Allison, the founding dean of the Harvard Kennedy School and currently director of the Belfer Center for Science and International Affairs, is not an ivory-tower academic. He has served as an assistant secretary of Defense and has advised every secretary of Defense from the Reagan through the Obama administrations.

He argues that many Americans are in denial about “China’s transformation from agrarian backwater to the biggest player in the history of the world.” As Allison writes, “The world has never seen anything like the rapid, tectonic shift in the global balance of power created by the rise of China. If the U.S. were a corporation, it would have accounted for 50 percent of the global economic market in the years immediately after World War II. By 1980, that had declined to 22 percent. Three decades of double-digit Chinese growth has reduced the U.S. share to 16 percent today. If current trends continue, the US share of global economic output will decline further over the next three decades to just 11 percent. Over this same period, China’s share of the global economy will have soared from two percent in 1980 to 18 percent in 2016, well on its way to 30 percent in 2040.”

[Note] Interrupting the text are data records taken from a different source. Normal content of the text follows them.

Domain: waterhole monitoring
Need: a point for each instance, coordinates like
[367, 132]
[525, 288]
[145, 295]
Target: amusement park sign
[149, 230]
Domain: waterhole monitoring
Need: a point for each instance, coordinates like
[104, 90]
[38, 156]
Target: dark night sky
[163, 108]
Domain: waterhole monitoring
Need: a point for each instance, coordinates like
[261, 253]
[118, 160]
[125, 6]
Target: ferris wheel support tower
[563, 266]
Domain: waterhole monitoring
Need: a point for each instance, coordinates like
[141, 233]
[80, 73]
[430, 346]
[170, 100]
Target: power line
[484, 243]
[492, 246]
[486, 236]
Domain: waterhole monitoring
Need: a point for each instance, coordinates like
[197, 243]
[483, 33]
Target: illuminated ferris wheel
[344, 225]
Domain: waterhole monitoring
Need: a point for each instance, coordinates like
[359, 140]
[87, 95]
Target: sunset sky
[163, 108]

It is Allison’s analysis of how nations typically behave that is most unsettling; it isn’t hard to see how the historical precedents could replay themselves in the current day. Inadvertent actions by either side or even third parties can trigger a war when tensions are running so high. Allison walks through a number of hypothetical situations involving the U.S. and China that could easily turn into a shooting war between the two powers.

The book was begun before the 2016 presidential election but completed afterwards. Allison writes, “If Hollywood was making a movie pitting China against the United States on the path to war, central casting could not find two better leading actors than Xi Jinping and Donald Trump. Each personifies his country’s deep aspirations of national greatness.” While noting that, as personalities, Xi and Trump could not be more different, there are some real similarities. Allison writes that both men:

  • “Are driven by a common ambition: to make their nation great again.
  • “Identify the nation ruled by the other as the principal obstacle to their dream.
  • “Take pride in their own unique leadership capabilities.
  • “See themselves playing a central role in revitalizing their nation.
  • “Have announced daunting domestic agendas that call for radical changes.
  • “Have fired up populist nationalistic support to ‘drain the swamp’ of corruption at home and confront attempts by each other to thwart their nation’s historic mission.”

This is a book that will make any thinking person look at developments between the U.S. and China in a different light—and take the dangers very seriously.